Now apply [Krull's Height Theorem](/theorems/???) (the generalised principal ideal theorem) to the ideal $(F_0, F_1, \ldots, F_m) \subset k[X_0, \ldots, X_n]$. The hypotheses are:
\begin{itemize}
\item The ring $k[X_0, \ldots, X_n]$ is Noetherian — a polynomial ring over a field, by the Hilbert Basis Theorem.
\item The ideal $(F_0, \ldots, F_m)$ is generated by $m + 1$ elements.
\end{itemize}
The conclusion is: every minimal prime $\mathfrak{p}$ over $(F_0, \ldots, F_m)$ satisfies
\begin{align*}
\operatorname{ht}(\mathfrak{p}) \leq m + 1.
\end{align*}
By Step 3, the unique minimal prime is $\mathfrak{m}_0$ with $\operatorname{ht}(\mathfrak{m}_0) = n+1$. Combining:
\begin{align*}
n + 1 = \operatorname{ht}(\mathfrak{m}_0) \leq m + 1,
\end{align*}
i.e. $n \leq m$. This contradicts the hypothesis $n > m$.
[guided]
The argument is a direct generalisation of the proof of [Projective Hypersurfaces Always Intersect](/theorems/2157), with the number $2$ of generating polynomials replaced by $m+1$.
\textbf{Why is the dimension count $n + 1 \leq m + 1$?} The affine cone over $\mathbb{P}^n_k$ is $\mathbb{A}^{n+1}_k$, of dimension $n+1$. The simultaneous vanishing of $m+1$ homogeneous polynomials (one for each homogeneous coordinate of $\mathbb{P}^m_k$) defines a closed subset that, by Krull, has codimension at most $m+1$ in the cone.
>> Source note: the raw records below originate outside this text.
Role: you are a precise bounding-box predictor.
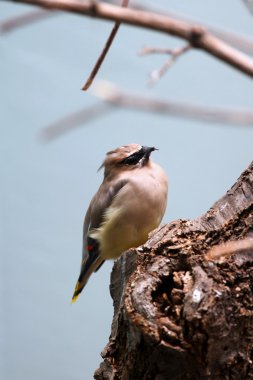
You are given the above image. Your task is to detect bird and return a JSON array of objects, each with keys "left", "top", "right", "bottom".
[{"left": 71, "top": 143, "right": 168, "bottom": 303}]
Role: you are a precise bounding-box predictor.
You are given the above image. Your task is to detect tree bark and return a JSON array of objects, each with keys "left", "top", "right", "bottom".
[{"left": 94, "top": 162, "right": 253, "bottom": 380}]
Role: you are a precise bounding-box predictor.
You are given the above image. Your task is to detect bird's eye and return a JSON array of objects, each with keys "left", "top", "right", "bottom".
[{"left": 120, "top": 148, "right": 145, "bottom": 165}]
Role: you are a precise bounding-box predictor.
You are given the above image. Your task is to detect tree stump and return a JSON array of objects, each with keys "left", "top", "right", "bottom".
[{"left": 94, "top": 162, "right": 253, "bottom": 380}]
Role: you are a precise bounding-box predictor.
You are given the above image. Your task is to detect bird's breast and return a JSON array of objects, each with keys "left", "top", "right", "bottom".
[{"left": 92, "top": 165, "right": 168, "bottom": 260}]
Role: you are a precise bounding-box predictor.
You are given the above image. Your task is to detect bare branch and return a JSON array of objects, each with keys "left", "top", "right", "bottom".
[
  {"left": 82, "top": 0, "right": 129, "bottom": 91},
  {"left": 205, "top": 238, "right": 253, "bottom": 262},
  {"left": 0, "top": 9, "right": 54, "bottom": 34},
  {"left": 92, "top": 81, "right": 253, "bottom": 126},
  {"left": 243, "top": 0, "right": 253, "bottom": 14},
  {"left": 131, "top": 1, "right": 253, "bottom": 56},
  {"left": 38, "top": 75, "right": 253, "bottom": 142},
  {"left": 40, "top": 102, "right": 112, "bottom": 141},
  {"left": 4, "top": 0, "right": 253, "bottom": 78},
  {"left": 210, "top": 27, "right": 253, "bottom": 56},
  {"left": 2, "top": 0, "right": 253, "bottom": 58},
  {"left": 139, "top": 44, "right": 191, "bottom": 84},
  {"left": 37, "top": 80, "right": 253, "bottom": 141}
]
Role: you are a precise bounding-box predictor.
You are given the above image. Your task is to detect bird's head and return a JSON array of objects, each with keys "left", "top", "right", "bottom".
[{"left": 100, "top": 144, "right": 157, "bottom": 178}]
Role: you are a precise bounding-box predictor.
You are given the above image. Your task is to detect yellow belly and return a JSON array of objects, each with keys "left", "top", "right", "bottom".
[{"left": 89, "top": 206, "right": 159, "bottom": 260}]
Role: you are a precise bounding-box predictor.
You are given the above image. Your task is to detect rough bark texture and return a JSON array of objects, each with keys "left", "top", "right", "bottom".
[{"left": 94, "top": 162, "right": 253, "bottom": 380}]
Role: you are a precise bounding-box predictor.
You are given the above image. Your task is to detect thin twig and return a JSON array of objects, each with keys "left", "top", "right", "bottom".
[
  {"left": 40, "top": 102, "right": 112, "bottom": 141},
  {"left": 92, "top": 81, "right": 253, "bottom": 126},
  {"left": 139, "top": 47, "right": 182, "bottom": 56},
  {"left": 82, "top": 0, "right": 129, "bottom": 91},
  {"left": 4, "top": 0, "right": 253, "bottom": 79},
  {"left": 139, "top": 44, "right": 191, "bottom": 84}
]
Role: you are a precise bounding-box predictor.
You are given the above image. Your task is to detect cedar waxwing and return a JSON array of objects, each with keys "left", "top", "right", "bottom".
[{"left": 71, "top": 144, "right": 168, "bottom": 303}]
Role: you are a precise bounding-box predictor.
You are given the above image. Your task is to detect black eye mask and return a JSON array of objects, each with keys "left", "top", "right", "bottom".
[{"left": 120, "top": 147, "right": 145, "bottom": 165}]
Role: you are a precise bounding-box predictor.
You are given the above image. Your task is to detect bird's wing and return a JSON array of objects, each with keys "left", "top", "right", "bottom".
[
  {"left": 82, "top": 178, "right": 128, "bottom": 261},
  {"left": 71, "top": 178, "right": 127, "bottom": 303}
]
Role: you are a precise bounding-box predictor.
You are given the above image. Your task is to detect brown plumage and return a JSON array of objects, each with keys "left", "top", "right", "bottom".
[{"left": 71, "top": 144, "right": 168, "bottom": 303}]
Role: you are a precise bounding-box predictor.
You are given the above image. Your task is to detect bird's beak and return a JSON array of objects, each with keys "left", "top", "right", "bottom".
[
  {"left": 143, "top": 146, "right": 157, "bottom": 159},
  {"left": 141, "top": 146, "right": 157, "bottom": 165}
]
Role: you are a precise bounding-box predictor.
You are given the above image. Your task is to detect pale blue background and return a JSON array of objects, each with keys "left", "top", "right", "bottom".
[{"left": 1, "top": 1, "right": 253, "bottom": 379}]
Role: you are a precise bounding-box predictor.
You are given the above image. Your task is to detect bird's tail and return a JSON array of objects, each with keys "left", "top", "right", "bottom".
[{"left": 71, "top": 255, "right": 104, "bottom": 304}]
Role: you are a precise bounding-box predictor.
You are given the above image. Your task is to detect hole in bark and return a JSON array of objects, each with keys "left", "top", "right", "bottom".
[
  {"left": 151, "top": 274, "right": 175, "bottom": 313},
  {"left": 152, "top": 273, "right": 187, "bottom": 323}
]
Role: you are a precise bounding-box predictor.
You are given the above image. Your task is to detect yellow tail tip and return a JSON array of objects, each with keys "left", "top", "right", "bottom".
[
  {"left": 71, "top": 282, "right": 81, "bottom": 304},
  {"left": 71, "top": 295, "right": 78, "bottom": 304}
]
The "no common zero" requirement says this subset is just the origin — codimension $n+1$ in the cone. So we need $n + 1 \leq m + 1$, the same as $n \leq m$. When $n > m$, this fails: there are not enough polynomials to cut the cone all the way down to a point.
\textbf{Geometric intuition.} Each polynomial $F_i$ defines a hypersurface (codimension-$1$ subvariety) in $\mathbb{P}^n_k$. Generically, $m+1$ hypersurfaces intersect in codimension $m+1$. For $\mathbb{P}^n_k$ of dimension $n$, this intersection has dimension $n - (m+1) = n - m - 1$. When $n > m$, this is $\geq 0$, so the intersection is non-empty. The Krull theorem makes this rigorous as an upper bound on codimension, regardless of whether the polynomials are in "general position".
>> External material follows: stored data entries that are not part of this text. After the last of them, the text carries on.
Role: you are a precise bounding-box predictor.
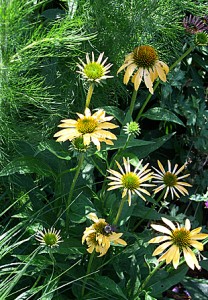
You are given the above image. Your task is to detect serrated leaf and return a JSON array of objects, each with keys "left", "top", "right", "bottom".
[
  {"left": 0, "top": 157, "right": 55, "bottom": 177},
  {"left": 143, "top": 107, "right": 185, "bottom": 126}
]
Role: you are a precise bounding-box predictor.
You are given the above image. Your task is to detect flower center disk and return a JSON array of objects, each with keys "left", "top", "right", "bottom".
[
  {"left": 133, "top": 45, "right": 158, "bottom": 69},
  {"left": 44, "top": 233, "right": 58, "bottom": 246},
  {"left": 163, "top": 172, "right": 177, "bottom": 187},
  {"left": 77, "top": 117, "right": 98, "bottom": 134},
  {"left": 171, "top": 228, "right": 191, "bottom": 249},
  {"left": 122, "top": 172, "right": 140, "bottom": 190},
  {"left": 84, "top": 62, "right": 104, "bottom": 79}
]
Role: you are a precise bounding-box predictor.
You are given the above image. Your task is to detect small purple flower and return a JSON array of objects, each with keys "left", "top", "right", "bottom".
[
  {"left": 204, "top": 201, "right": 208, "bottom": 209},
  {"left": 183, "top": 14, "right": 206, "bottom": 34}
]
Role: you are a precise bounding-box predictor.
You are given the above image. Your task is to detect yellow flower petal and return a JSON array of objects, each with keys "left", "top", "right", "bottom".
[
  {"left": 152, "top": 241, "right": 172, "bottom": 256},
  {"left": 148, "top": 235, "right": 171, "bottom": 244},
  {"left": 151, "top": 224, "right": 172, "bottom": 235},
  {"left": 183, "top": 247, "right": 201, "bottom": 270}
]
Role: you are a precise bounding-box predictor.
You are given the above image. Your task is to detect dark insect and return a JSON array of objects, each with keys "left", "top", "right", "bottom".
[
  {"left": 163, "top": 283, "right": 192, "bottom": 299},
  {"left": 104, "top": 224, "right": 116, "bottom": 234}
]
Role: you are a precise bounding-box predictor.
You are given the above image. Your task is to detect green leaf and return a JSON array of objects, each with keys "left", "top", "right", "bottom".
[
  {"left": 105, "top": 135, "right": 154, "bottom": 151},
  {"left": 182, "top": 277, "right": 208, "bottom": 300},
  {"left": 38, "top": 140, "right": 72, "bottom": 161},
  {"left": 0, "top": 157, "right": 55, "bottom": 177},
  {"left": 132, "top": 205, "right": 165, "bottom": 220},
  {"left": 96, "top": 275, "right": 128, "bottom": 299},
  {"left": 149, "top": 265, "right": 188, "bottom": 297},
  {"left": 70, "top": 194, "right": 95, "bottom": 223},
  {"left": 129, "top": 133, "right": 175, "bottom": 158},
  {"left": 143, "top": 107, "right": 185, "bottom": 126},
  {"left": 101, "top": 106, "right": 126, "bottom": 124}
]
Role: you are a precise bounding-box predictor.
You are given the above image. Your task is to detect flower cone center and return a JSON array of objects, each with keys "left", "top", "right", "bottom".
[
  {"left": 122, "top": 172, "right": 140, "bottom": 190},
  {"left": 43, "top": 233, "right": 58, "bottom": 246},
  {"left": 77, "top": 117, "right": 98, "bottom": 134},
  {"left": 171, "top": 228, "right": 191, "bottom": 248},
  {"left": 84, "top": 62, "right": 105, "bottom": 79},
  {"left": 93, "top": 220, "right": 107, "bottom": 234},
  {"left": 133, "top": 45, "right": 158, "bottom": 69},
  {"left": 163, "top": 172, "right": 177, "bottom": 187}
]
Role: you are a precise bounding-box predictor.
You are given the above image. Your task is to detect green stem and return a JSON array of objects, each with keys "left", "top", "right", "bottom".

\textbf{The $n = m$ case.} When $n = m$, the inequality $n+1 \leq m+1$ holds with equality, so the Krull bound does not give a contradiction, and indeed there exist non-constant morphisms $\mathbb{P}^n_k \to \mathbb{P}^n_k$ — for example, the identity map $[X_0 : \cdots : X_n] \mapsto [X_0 : \cdots : X_n]$, which is given by the $n+1$ coordinate polynomials of degree $1$ with no common zero. Or any automorphism of $\mathbb{P}^n_k$, given by a linear change of coordinates.
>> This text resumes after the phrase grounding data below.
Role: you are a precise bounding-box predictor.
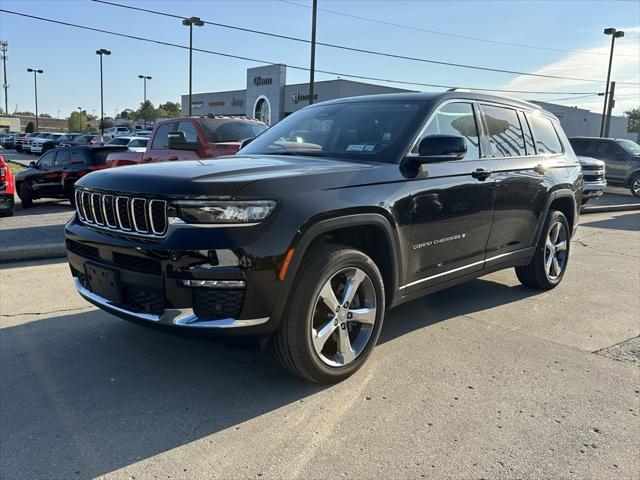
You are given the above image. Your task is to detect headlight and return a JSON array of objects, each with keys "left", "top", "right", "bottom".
[{"left": 175, "top": 200, "right": 277, "bottom": 224}]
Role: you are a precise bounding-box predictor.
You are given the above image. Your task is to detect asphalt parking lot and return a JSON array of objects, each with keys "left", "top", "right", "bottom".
[{"left": 0, "top": 209, "right": 638, "bottom": 480}]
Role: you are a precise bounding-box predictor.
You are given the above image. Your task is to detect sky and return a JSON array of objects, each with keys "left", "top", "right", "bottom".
[{"left": 0, "top": 0, "right": 638, "bottom": 119}]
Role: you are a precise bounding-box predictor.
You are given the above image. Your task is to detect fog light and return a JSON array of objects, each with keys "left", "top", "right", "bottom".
[{"left": 182, "top": 279, "right": 246, "bottom": 288}]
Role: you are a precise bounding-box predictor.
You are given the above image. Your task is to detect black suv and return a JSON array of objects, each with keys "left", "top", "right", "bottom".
[
  {"left": 569, "top": 137, "right": 640, "bottom": 197},
  {"left": 65, "top": 92, "right": 581, "bottom": 383},
  {"left": 15, "top": 145, "right": 127, "bottom": 208}
]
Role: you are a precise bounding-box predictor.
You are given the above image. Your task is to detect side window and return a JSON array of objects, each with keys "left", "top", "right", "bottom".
[
  {"left": 412, "top": 102, "right": 480, "bottom": 160},
  {"left": 527, "top": 114, "right": 563, "bottom": 155},
  {"left": 177, "top": 121, "right": 199, "bottom": 143},
  {"left": 150, "top": 123, "right": 177, "bottom": 150},
  {"left": 55, "top": 150, "right": 70, "bottom": 165},
  {"left": 481, "top": 105, "right": 526, "bottom": 158},
  {"left": 518, "top": 111, "right": 536, "bottom": 155},
  {"left": 38, "top": 151, "right": 56, "bottom": 168},
  {"left": 68, "top": 150, "right": 86, "bottom": 164},
  {"left": 593, "top": 141, "right": 620, "bottom": 160}
]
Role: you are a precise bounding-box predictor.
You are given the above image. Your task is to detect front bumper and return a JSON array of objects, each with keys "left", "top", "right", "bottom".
[
  {"left": 31, "top": 145, "right": 43, "bottom": 154},
  {"left": 65, "top": 215, "right": 287, "bottom": 336},
  {"left": 583, "top": 179, "right": 607, "bottom": 198}
]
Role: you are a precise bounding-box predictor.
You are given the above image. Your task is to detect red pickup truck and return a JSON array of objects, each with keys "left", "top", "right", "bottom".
[{"left": 106, "top": 116, "right": 268, "bottom": 167}]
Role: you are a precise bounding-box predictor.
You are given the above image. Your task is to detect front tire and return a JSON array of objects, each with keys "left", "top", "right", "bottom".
[
  {"left": 630, "top": 173, "right": 640, "bottom": 198},
  {"left": 515, "top": 210, "right": 570, "bottom": 289},
  {"left": 272, "top": 243, "right": 385, "bottom": 383}
]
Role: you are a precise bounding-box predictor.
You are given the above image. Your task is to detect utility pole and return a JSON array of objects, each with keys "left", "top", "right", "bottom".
[
  {"left": 308, "top": 0, "right": 317, "bottom": 105},
  {"left": 600, "top": 28, "right": 624, "bottom": 137},
  {"left": 603, "top": 81, "right": 616, "bottom": 138},
  {"left": 0, "top": 41, "right": 8, "bottom": 115},
  {"left": 182, "top": 17, "right": 204, "bottom": 116}
]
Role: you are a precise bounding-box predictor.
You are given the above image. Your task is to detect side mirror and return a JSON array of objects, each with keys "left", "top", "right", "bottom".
[
  {"left": 168, "top": 131, "right": 201, "bottom": 151},
  {"left": 29, "top": 161, "right": 37, "bottom": 168},
  {"left": 239, "top": 137, "right": 254, "bottom": 149},
  {"left": 415, "top": 135, "right": 467, "bottom": 163}
]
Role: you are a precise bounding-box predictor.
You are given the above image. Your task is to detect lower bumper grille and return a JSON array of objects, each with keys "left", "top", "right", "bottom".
[
  {"left": 121, "top": 285, "right": 165, "bottom": 315},
  {"left": 193, "top": 289, "right": 245, "bottom": 320}
]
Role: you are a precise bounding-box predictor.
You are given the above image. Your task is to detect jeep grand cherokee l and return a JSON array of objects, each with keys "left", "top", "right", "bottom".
[{"left": 65, "top": 92, "right": 581, "bottom": 383}]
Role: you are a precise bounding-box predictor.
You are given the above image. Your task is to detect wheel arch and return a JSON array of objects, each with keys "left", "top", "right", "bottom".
[{"left": 534, "top": 189, "right": 578, "bottom": 246}]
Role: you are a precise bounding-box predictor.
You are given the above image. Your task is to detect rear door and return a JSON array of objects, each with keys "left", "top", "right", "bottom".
[
  {"left": 144, "top": 122, "right": 178, "bottom": 162},
  {"left": 30, "top": 150, "right": 58, "bottom": 196},
  {"left": 407, "top": 101, "right": 495, "bottom": 291},
  {"left": 481, "top": 105, "right": 565, "bottom": 263},
  {"left": 592, "top": 140, "right": 627, "bottom": 182},
  {"left": 169, "top": 120, "right": 204, "bottom": 161}
]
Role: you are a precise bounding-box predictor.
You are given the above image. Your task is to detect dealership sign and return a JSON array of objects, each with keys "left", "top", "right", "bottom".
[
  {"left": 291, "top": 92, "right": 318, "bottom": 104},
  {"left": 253, "top": 76, "right": 273, "bottom": 86}
]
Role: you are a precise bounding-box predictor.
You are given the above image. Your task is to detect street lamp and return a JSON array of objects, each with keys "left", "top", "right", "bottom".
[
  {"left": 182, "top": 16, "right": 204, "bottom": 116},
  {"left": 26, "top": 68, "right": 44, "bottom": 131},
  {"left": 600, "top": 28, "right": 624, "bottom": 137},
  {"left": 138, "top": 74, "right": 152, "bottom": 103},
  {"left": 95, "top": 48, "right": 111, "bottom": 134}
]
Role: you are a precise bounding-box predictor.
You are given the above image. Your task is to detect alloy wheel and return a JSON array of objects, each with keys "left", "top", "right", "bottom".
[
  {"left": 632, "top": 177, "right": 640, "bottom": 197},
  {"left": 310, "top": 267, "right": 377, "bottom": 367},
  {"left": 544, "top": 221, "right": 567, "bottom": 280}
]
\textbf{The $n < m$ case.} When $n < m$, even more morphisms are possible (e.g. linear inclusions $\mathbb{P}^n_k \hookrightarrow \mathbb{P}^m_k$ given by homogeneous coordinates of degree $1$). The phenomenon "morphisms must be constant" is special to $n > m$.
\textbf{Why is the no-common-zero condition strict?} Without it, the formula $[F_0 : \cdots : F_m]$ would not extend to a morphism on all of $\mathbb{P}^n_k$ — at a common zero, we would get $[0 : \cdots : 0]$, undefined in $\mathbb{P}^m_k$. So a morphism, by definition, requires no common zero, and we are forced into the contradiction.
[/guided]
[/step]
[step:Conclude that the only possibility is $d = 0$, hence $\varphi$ constant]
The contradiction in Step 4 was reached under the assumption $d \geq 1$. Hence $d = 0$.
When $d = 0$, each $F_i = c_i \in k$ is a constant. The no-common-zero condition reduces to "$(c_0, c_1, \ldots, c_m) \neq (0, 0, \ldots, 0)$" — there is at least one non-zero constant — so $[c_0 : c_1 : \cdots : c_m] \in \mathbb{P}^m_k$ is a well-defined point. For every $[a_0 : \cdots : a_n] \in \mathbb{P}^n_k$,
\begin{align*}
\varphi([a]) = [F_0(a) : \cdots : F_m(a)] = [c_0 : c_1 : \cdots : c_m].
\end{align*}
The morphism takes the constant value $p_0 := [c_0 : \cdots : c_m] \in \mathbb{P}^m_k$ on every input. Hence $\varphi$ is constant, completing the proof.